In the field of dentistry infectious agents can be transmitted by inhalation, injection, ingestion, and contact with the mucous membranes, with the conjunctiva or with the skin. [1].
In a dental practice, one of the main routes of transmission is direct exposure to blood or body fluids. Gingival bleeding mixes with saliva, which must therefore be treated and considered as potentially infected material [2].
Infection prevention and control measures are aimed at preventing or minimising the transmission of pathogens between patients and between patients and dental professionals and vice versa.
Infection control also limits the spread of infections outside the dental practice. [1].
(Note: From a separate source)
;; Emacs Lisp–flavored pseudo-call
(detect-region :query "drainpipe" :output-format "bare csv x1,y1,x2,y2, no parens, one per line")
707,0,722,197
The precautions to be adopted
We will now focus on the precautions to be adopted in order to control the spread of infection in dental practices:
Frequent hand washing
The most common route of pathogen transmission are hands.
Hand hygiene can be practised by:
- routine washing (water and soap are used for normal cleansing);
- antiseptic washing (consisting in washing hands using a soap containing antiseptic);
- surgical hand antisepsis (antiseptic hand washing carried out before a procedure by surgical personnel).
Hand hygiene should be practised:
- before and after the treatment of each patient (before putting on personal protective equipment and after removing it;
- after touching with bare hand objects contaminated with body fluids (blood saliva, oral and respiratory secretions);
- before touching sterile instruments, be they bagged or unbagged;
- before putting on gloves for a surgical procedure (surgical hand antisepsis);
- during cleaning: after washing instruments, after cleaning dental devices and on completing decontamination operations;
- before leaving the dental practice.[1]
Use of personal protective equipment (PPE)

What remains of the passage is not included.